Particles in solution have inherent electrical forces and forces that are caused by ions that accumulate on the particles4. Electrical forces may attract or repulse the particles, this effect on the viscosity.

So, both the molecules and particles can resist motion as they may repulse each other with the electrical forces inherent or gathered on them. This is close to what Collo® measures.

Before the closing words, I will still shortly visit on some things that change viscosity, since they are inherently linked with the changes in these primary causes and thus also measurable with Collo®.

Variables that change viscosity

Temperature and pressure

Now that we know what causes viscosity it is a little easier to explain what happens when liquid heats and its viscosity decreases. This decrease is caused by the thermal expansion of liquid that moves the molecules further away from each other and decreases the molecular and particle-particle interaction forces. This is evident when measuring with Collo® and due to our clever engineers, we can also make the effect of temperature disappear from the measurement. Pressure then again has little effect on the viscosity since liquids do not compress5.

Agitation dependency

You know how ketchup sometimes does not come out of the bottle? That is because it is too viscous for the small nozzle. Still, let’s not curse on the engineer who designed it because he had to optimize. He knows that ketchup is shear thinning (this can be seen with Collo® online) due to a small amount of added xanthene-gum. This shear thinning causes the ketchup to flow through the nozzle when you shake and squeeze the bottle. Viscosity of ketchup quickly becomes lower and had the engineer drilled a nozzle with a larger diameter you would then really have a reason to curse him. Had the chemist not added the xanthane-gum would the ketchup not stay on your french fries.


Thinning can also have a time dimension in some very special liquids such as clay slurries, this phenomenon is called thixotropy. Viscosity in thixotropic liquid decrease for a certain time that can be minutes or even hours. This is caused by breakage of bonds between such particles that take time to rebind with each other. With Collo® we can have a derived feature to measure this online.

As for the science behind why these kinds of phenomena take place there is a lot of professional research but as far I know, no one can completely explain them yet – hope we can help in this with Collo.

What Collo measures

Now that I have explained some of the basics on liquids and their viscosity, you probably realize what I mean by saying that Collo measures something beyond viscosity. My longer and more scientific answer is:

Collo sensor is a resonator that creates an electric field on the liquid and vibrates the particles and/or the molecules on them. This in turn enables us to get information online and in many cases, we can see changes that will affect the viscosity and other liquid variables before they are noticed by viscometers.

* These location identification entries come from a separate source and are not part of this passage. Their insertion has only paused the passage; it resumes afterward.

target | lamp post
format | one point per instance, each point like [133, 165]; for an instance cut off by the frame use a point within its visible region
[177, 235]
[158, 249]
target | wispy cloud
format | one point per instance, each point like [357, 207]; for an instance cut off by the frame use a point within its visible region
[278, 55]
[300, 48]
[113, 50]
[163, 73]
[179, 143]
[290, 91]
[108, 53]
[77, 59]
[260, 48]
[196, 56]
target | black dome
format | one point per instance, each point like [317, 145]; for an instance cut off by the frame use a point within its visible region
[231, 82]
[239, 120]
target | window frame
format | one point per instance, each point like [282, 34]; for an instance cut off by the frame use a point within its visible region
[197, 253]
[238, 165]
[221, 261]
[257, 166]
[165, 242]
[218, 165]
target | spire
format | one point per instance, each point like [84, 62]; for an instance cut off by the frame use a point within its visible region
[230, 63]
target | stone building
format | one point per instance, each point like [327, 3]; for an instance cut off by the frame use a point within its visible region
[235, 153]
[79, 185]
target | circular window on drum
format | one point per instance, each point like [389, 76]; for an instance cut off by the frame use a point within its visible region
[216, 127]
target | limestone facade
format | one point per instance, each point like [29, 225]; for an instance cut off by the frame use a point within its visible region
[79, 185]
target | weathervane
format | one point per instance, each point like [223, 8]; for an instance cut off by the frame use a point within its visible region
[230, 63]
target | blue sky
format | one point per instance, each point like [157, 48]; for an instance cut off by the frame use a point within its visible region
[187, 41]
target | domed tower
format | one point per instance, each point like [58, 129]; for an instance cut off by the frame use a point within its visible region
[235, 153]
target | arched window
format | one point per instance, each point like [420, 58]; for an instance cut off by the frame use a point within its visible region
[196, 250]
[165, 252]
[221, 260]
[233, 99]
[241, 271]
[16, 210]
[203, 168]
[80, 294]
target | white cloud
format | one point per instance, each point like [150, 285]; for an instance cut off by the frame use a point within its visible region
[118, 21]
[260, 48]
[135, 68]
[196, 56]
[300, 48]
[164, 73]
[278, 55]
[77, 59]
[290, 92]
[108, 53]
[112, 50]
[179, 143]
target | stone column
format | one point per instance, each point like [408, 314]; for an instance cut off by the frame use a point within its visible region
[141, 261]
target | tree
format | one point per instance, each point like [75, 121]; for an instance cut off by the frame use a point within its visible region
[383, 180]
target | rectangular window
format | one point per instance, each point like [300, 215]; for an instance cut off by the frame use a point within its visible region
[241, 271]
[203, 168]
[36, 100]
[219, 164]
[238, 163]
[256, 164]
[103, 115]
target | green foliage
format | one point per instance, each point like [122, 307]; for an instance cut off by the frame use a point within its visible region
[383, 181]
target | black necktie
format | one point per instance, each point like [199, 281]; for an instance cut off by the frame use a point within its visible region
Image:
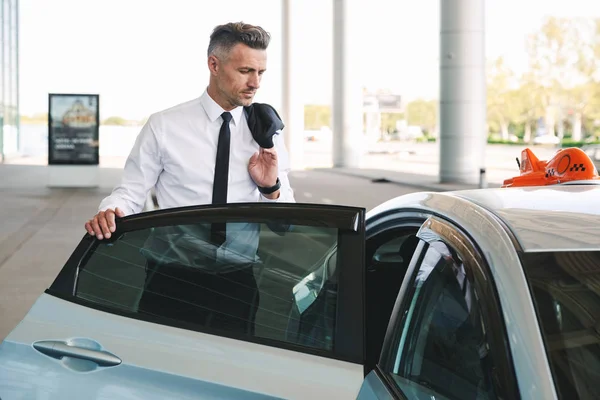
[221, 176]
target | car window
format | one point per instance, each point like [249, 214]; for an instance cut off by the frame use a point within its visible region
[248, 286]
[391, 254]
[566, 292]
[442, 348]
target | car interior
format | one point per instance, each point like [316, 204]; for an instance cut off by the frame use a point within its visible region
[388, 255]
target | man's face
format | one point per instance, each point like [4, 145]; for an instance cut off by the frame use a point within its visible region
[238, 76]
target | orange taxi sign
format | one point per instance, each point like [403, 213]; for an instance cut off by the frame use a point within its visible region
[570, 164]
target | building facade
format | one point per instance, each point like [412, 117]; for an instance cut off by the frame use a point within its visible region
[9, 63]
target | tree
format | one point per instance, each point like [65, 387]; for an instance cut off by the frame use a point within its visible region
[556, 56]
[501, 107]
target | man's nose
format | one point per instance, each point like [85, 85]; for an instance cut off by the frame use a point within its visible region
[254, 81]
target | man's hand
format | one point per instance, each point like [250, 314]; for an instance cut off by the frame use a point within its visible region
[103, 223]
[263, 167]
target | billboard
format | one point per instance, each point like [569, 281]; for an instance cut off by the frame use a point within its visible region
[73, 129]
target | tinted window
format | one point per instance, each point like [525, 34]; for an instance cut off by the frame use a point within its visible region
[566, 293]
[442, 347]
[262, 282]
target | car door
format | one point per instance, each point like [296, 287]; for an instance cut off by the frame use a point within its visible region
[130, 318]
[447, 338]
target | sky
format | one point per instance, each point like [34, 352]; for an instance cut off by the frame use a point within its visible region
[142, 56]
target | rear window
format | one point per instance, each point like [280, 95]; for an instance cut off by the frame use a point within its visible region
[566, 293]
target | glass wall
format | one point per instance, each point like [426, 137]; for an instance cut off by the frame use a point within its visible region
[9, 62]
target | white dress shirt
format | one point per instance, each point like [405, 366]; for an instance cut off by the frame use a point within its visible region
[175, 152]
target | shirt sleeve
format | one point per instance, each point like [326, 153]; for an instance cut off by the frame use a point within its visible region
[142, 168]
[286, 193]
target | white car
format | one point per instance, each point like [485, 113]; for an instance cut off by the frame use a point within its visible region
[481, 294]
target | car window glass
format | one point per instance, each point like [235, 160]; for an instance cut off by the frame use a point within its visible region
[565, 287]
[278, 284]
[442, 349]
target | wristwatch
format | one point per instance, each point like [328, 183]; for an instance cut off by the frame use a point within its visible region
[270, 190]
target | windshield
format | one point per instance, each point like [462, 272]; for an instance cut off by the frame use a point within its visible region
[566, 292]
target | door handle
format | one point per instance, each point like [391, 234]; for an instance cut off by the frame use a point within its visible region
[58, 349]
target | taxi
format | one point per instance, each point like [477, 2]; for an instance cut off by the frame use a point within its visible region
[477, 294]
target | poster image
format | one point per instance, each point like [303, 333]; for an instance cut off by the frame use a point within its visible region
[73, 129]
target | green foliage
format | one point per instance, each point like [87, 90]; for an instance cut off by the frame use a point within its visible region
[389, 121]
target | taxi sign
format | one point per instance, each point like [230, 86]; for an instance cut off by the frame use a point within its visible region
[567, 165]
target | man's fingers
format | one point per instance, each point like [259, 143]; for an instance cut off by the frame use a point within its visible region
[103, 221]
[110, 219]
[96, 228]
[89, 229]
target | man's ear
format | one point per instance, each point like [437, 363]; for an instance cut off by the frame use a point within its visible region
[213, 64]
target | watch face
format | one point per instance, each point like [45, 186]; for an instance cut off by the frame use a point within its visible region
[272, 189]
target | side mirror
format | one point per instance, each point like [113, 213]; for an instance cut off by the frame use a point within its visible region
[386, 259]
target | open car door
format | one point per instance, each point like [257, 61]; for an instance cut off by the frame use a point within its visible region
[161, 310]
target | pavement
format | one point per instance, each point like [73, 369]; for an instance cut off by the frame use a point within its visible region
[41, 225]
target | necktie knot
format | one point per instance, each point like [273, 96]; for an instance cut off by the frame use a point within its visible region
[226, 116]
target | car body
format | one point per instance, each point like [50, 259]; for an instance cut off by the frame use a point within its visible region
[429, 295]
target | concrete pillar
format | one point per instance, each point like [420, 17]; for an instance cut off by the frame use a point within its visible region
[292, 99]
[347, 113]
[462, 91]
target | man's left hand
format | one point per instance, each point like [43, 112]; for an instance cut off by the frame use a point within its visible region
[263, 167]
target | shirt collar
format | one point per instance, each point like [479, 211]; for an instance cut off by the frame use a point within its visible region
[214, 111]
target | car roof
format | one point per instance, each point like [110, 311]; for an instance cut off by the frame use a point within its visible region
[548, 218]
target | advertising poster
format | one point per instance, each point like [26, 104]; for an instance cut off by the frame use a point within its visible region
[73, 129]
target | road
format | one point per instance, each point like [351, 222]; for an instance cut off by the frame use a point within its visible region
[41, 226]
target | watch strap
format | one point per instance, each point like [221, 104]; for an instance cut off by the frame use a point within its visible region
[271, 189]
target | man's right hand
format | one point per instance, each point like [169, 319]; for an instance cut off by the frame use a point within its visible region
[103, 223]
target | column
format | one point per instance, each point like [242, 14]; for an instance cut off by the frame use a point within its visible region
[292, 99]
[347, 113]
[462, 91]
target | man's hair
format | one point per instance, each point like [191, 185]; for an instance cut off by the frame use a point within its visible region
[225, 37]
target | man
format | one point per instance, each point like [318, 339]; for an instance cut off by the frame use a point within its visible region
[205, 151]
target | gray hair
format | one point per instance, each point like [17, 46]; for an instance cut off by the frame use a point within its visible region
[225, 37]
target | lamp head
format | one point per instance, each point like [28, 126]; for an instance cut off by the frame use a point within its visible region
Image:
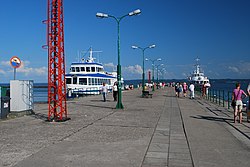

Getting down on the primary causes of viscosity can help you to understand and tailor your liquids and to react more quickly to sudden changes. So, use Collo® and don’t make too shear thinning ketchup – your customers hate that.

Dr. Matti Järveläinen

1) How much strength you use to mix with a defined sized tool
2) Mixing rate
3) See what they are from Chapter 1 in my doctoral thesis
4) The Finns can read more about this from our article in Materia.
5) As a scientist I must add a footer note saying that this is false: liquids do compress, but just a little.

Afterword: What does this matter?

Viscosity and their primary causes can be quite important in many liquids such as paint, ink, ketchup, drugs, mineral slurries, pottery, oils, and much more. But don’t take my word on it: I’ll ask about the importance of these factors from someone who works with them daily and report back in this blog later.